Masirah's location on an island in the sea off Oman was beneficial to the RAF as a staging post in the 1960s and 1970s. A contingent of Victor refuellers and Lightning aircraft arrived at Masirah in early June 1967. This led to a belief that the Royal Air Force had helped Israel to bomb Egypt during the Six-Day War. However, the exercise was planned well in advance and the aircraft were all on their way to Singapore. During the Indo-Pakistani War of 1971, Masirah was again used as a staging post when RAF Hercules aircraft evacuated 280 people from the shelling of Karachi in early December 1971. The evacuees were mostly British, and were transferred to VC-10 aircraft at Masirah for onward flights to Cyprus and the United Kingdom. Also in 1971, a detachment of Hunters of 8 Sqn were detached to Masirah from RAF Muharraq.

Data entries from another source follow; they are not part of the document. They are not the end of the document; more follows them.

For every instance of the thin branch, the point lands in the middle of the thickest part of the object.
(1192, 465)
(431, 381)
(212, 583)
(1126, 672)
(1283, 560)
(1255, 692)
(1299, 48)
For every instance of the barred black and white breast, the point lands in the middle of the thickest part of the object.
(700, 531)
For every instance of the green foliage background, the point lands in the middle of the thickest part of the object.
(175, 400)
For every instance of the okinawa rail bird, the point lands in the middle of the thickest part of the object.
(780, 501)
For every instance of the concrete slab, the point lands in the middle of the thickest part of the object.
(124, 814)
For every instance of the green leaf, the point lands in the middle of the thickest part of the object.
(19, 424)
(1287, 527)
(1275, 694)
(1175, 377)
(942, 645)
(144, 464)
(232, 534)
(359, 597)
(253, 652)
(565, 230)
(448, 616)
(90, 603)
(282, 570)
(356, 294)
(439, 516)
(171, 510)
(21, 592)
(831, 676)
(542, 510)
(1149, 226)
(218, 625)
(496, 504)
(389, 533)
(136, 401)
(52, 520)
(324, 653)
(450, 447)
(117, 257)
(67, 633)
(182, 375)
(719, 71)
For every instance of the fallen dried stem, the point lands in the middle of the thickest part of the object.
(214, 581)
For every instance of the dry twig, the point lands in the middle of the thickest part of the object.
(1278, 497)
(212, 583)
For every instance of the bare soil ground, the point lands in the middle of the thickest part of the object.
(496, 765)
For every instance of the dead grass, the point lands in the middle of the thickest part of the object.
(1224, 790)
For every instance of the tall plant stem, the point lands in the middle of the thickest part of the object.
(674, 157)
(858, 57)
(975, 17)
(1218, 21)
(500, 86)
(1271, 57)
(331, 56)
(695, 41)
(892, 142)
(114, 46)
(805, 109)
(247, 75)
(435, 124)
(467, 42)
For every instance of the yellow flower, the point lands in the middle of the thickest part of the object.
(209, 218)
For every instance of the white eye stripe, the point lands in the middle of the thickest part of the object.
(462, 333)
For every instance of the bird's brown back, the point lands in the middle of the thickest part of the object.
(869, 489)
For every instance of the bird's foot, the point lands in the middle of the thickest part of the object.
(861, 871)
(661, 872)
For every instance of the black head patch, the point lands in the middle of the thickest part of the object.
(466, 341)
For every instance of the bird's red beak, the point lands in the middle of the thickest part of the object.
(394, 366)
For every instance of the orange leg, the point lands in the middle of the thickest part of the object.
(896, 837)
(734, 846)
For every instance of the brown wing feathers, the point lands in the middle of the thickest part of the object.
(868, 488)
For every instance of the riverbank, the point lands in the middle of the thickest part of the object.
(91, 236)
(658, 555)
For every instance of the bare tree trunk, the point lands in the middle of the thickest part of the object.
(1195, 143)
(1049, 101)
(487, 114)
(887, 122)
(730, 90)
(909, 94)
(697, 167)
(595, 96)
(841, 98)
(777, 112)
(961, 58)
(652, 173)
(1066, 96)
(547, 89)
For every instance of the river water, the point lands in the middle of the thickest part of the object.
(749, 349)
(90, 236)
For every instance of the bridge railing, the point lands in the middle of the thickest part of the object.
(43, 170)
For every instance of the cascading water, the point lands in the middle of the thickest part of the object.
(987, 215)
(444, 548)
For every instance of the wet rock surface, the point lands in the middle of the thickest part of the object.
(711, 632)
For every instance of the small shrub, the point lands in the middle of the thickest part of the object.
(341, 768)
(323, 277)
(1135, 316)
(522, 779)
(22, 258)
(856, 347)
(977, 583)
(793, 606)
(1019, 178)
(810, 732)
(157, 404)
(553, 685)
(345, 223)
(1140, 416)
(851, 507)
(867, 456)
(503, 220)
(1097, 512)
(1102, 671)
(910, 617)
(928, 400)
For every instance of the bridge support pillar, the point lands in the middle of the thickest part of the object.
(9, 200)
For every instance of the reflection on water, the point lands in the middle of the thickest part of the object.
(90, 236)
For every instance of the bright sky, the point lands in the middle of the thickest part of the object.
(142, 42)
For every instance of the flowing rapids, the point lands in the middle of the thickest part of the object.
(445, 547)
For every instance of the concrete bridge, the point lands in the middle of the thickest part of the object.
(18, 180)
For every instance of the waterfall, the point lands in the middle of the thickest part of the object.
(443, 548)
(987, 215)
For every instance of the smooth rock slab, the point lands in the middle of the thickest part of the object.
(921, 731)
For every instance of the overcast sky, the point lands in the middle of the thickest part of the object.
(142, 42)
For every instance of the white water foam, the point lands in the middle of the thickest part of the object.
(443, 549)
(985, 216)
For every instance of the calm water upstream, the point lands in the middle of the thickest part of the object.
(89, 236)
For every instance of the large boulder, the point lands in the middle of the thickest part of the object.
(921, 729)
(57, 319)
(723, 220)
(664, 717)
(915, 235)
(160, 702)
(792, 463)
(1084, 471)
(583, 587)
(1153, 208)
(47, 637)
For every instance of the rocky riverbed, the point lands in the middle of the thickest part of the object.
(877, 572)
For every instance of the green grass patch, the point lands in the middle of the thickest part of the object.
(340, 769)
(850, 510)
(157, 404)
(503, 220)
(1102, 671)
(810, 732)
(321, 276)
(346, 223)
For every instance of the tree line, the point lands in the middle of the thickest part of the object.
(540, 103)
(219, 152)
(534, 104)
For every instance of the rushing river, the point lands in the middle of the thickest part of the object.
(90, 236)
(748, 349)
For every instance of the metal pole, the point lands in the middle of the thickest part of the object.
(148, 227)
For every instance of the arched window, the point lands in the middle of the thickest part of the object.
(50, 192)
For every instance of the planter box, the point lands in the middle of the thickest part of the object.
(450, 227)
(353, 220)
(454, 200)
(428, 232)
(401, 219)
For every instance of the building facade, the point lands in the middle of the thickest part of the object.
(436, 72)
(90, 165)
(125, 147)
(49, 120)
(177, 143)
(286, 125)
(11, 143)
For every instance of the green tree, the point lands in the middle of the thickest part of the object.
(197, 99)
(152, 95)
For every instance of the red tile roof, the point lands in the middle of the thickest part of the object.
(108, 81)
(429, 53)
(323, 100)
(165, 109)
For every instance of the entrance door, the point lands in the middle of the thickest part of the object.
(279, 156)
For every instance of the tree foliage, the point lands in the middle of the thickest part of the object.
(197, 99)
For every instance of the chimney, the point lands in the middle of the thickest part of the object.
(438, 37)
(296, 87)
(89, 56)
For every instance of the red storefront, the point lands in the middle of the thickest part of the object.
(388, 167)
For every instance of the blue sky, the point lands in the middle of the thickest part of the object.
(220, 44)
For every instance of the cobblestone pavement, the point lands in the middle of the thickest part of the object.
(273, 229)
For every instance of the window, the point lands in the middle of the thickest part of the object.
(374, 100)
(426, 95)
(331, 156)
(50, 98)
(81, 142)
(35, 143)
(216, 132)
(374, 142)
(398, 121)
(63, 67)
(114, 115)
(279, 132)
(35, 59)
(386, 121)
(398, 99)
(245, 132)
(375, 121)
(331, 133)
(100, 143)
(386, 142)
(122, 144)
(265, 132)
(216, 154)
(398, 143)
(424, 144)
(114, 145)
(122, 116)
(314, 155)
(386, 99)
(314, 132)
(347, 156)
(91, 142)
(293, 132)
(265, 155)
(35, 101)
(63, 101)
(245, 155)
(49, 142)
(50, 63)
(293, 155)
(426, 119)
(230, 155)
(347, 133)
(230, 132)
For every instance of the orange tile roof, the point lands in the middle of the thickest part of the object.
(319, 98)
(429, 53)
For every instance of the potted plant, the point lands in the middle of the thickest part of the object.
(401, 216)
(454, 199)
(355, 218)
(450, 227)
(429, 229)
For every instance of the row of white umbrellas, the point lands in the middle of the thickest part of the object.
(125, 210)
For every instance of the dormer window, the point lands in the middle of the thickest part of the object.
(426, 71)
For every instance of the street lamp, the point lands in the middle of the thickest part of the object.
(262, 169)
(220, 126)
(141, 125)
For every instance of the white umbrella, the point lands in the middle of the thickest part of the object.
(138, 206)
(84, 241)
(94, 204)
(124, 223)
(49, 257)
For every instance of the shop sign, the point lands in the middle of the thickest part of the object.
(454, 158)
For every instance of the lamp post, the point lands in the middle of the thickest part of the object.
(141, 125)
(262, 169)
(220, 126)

Closure was announced for the base in July 1976, and the RAF formally vacated the site in March 1977. It was the last of the Second World War era permanent RAF stations in the Gulf region. Even after closure was announced, the site was still used by the RAF. In November 1986, six Tornados of No. 229 Operational Conversion Unit, flew 4,200 mi non stop from RAF Coningsby to Masirah to partake in Exercise Saif Sareea, being refuelled seven times by Tristar tanker aircraft on the ten-hour flight.

== Based units ==

| Unit | Dates | Notes | Ref |
|---|---|---|---|
| No. 46 Squadron | September 1971 – March 1977 | Two Andovers as a detached flight from 46 Sqn (ex 84 Sqn), were used to fly regular flights to Muscat, RAF Salalah and Dubai. They were known affectionately as "Yimkim Airways". |  |
| No. 244 Squadron | March 1944 – May 1945 | 244 Sqn flew Wellingtons from Masirah on patrols over the Middle East. |  |

== Badge and motto ==
The station badge was awarded in 1962, and depicted a loggerhead turtle coloured blue (azure in heraldic terms). The Loggerhead turtles were well known on the island, being at one point, a source of food for those stationed there in the early days of the base. However, as the Loggerhead was an omnivore, the meat was described as being "inedible". The motto was in Arabic: "Al-i’ timad’ala al-nafs" which translates as "The reliance is on one’s own self". The official award of the badge did not take place until January 1963, when the Secretary of State for Air, Hugh Fraser, arrived at Masirah to present the badge.